William Goldman (b. 1931) is an Academy Award-winning author of screenplays, plays, memoirs, and novels. His first novel, The Temple of Gold (1957), was followed by the script for the Broadway army comedy Blood, Sweat and Stanley Poole (1961). He went on to write the screenplays for many acclaimed films, including Butch Cassidy and the Sundance Kid (1969) and All the President's Men (1976), for which he won two Academy Awards. He adapted his own novels for the hit movies Marathon Man (1976) and The Princess Bride (1987).
William Goldman's modern fantasy classic is a simple, exceptional story about quests—for riches, revenge, power, and, of course, true love—that's thrilling and timeless.

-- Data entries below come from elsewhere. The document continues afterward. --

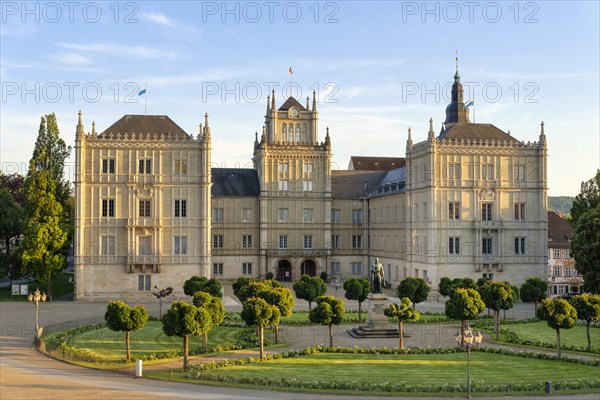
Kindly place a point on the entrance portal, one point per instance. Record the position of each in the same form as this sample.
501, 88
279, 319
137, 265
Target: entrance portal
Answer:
284, 271
309, 267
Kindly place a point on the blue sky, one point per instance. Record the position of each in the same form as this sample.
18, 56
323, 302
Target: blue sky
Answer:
378, 67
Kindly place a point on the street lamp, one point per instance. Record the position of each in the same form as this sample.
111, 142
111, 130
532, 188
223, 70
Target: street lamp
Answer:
469, 340
337, 283
35, 298
160, 293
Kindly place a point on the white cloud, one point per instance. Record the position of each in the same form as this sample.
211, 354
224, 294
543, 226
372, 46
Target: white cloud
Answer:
121, 50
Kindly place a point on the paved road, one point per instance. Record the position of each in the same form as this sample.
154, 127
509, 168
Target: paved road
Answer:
26, 374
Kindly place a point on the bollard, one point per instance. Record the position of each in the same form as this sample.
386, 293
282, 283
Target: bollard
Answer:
138, 369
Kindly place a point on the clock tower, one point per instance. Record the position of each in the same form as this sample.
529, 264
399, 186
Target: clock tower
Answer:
294, 171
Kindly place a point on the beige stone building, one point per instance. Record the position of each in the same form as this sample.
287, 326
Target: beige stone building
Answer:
467, 202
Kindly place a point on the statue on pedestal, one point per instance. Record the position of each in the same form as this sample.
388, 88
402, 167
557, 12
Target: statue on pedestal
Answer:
377, 277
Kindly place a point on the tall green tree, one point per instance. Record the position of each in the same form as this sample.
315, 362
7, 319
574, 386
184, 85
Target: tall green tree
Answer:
329, 311
559, 314
309, 288
120, 317
534, 290
257, 312
497, 296
357, 289
184, 319
11, 228
401, 312
48, 210
588, 309
416, 289
216, 311
464, 305
202, 284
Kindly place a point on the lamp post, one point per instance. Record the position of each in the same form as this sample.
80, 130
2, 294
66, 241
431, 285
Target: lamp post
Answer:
469, 340
35, 298
337, 283
160, 293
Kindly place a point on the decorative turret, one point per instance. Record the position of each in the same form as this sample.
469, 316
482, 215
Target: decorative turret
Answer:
456, 112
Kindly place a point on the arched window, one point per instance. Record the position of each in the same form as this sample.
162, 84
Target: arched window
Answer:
284, 132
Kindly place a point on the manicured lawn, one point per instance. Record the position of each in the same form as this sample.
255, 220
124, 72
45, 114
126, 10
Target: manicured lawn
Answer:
110, 345
60, 287
425, 369
540, 331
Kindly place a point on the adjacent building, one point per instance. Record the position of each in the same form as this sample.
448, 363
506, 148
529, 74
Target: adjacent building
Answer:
469, 200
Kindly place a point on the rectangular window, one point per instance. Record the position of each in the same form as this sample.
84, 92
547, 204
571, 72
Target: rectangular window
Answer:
486, 212
217, 215
180, 208
556, 253
519, 211
335, 268
308, 215
247, 269
335, 241
180, 167
335, 216
487, 171
217, 241
520, 246
145, 245
145, 166
144, 283
180, 245
247, 215
357, 216
454, 210
108, 246
217, 268
454, 245
453, 171
284, 215
283, 241
486, 246
246, 241
308, 241
144, 208
108, 207
108, 166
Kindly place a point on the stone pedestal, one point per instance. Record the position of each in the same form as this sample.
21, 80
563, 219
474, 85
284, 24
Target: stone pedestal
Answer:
377, 323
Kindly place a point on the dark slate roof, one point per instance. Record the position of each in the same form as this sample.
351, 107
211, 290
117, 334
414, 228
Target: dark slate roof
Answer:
359, 163
560, 231
351, 184
289, 103
468, 131
235, 182
155, 124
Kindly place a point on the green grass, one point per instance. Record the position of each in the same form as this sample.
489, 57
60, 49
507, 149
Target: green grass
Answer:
110, 346
540, 331
60, 287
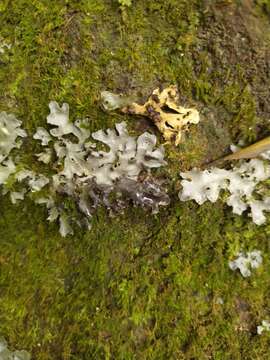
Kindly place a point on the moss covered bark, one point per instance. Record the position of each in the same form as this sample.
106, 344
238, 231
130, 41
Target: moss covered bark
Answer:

Anyone who lived through the 1980s may find it impossible—inconceivable, even—to equate The Princess Bride with anything other than the sweet, celluloid romance of Westley and Buttercup, but the film is only a fraction of the ingenious storytelling you'll find in these pages. Rich in character and satire, the novel is set in 1941 and framed cleverly as an “abridged” retelling of a centuries-old tale set in the fabled country of Florin that's home to “Beasts of all natures and descriptions. Pain. Death. Brave men. Coward men. Strongest men. Chases. Escapes. Lies. Truths. Passions.”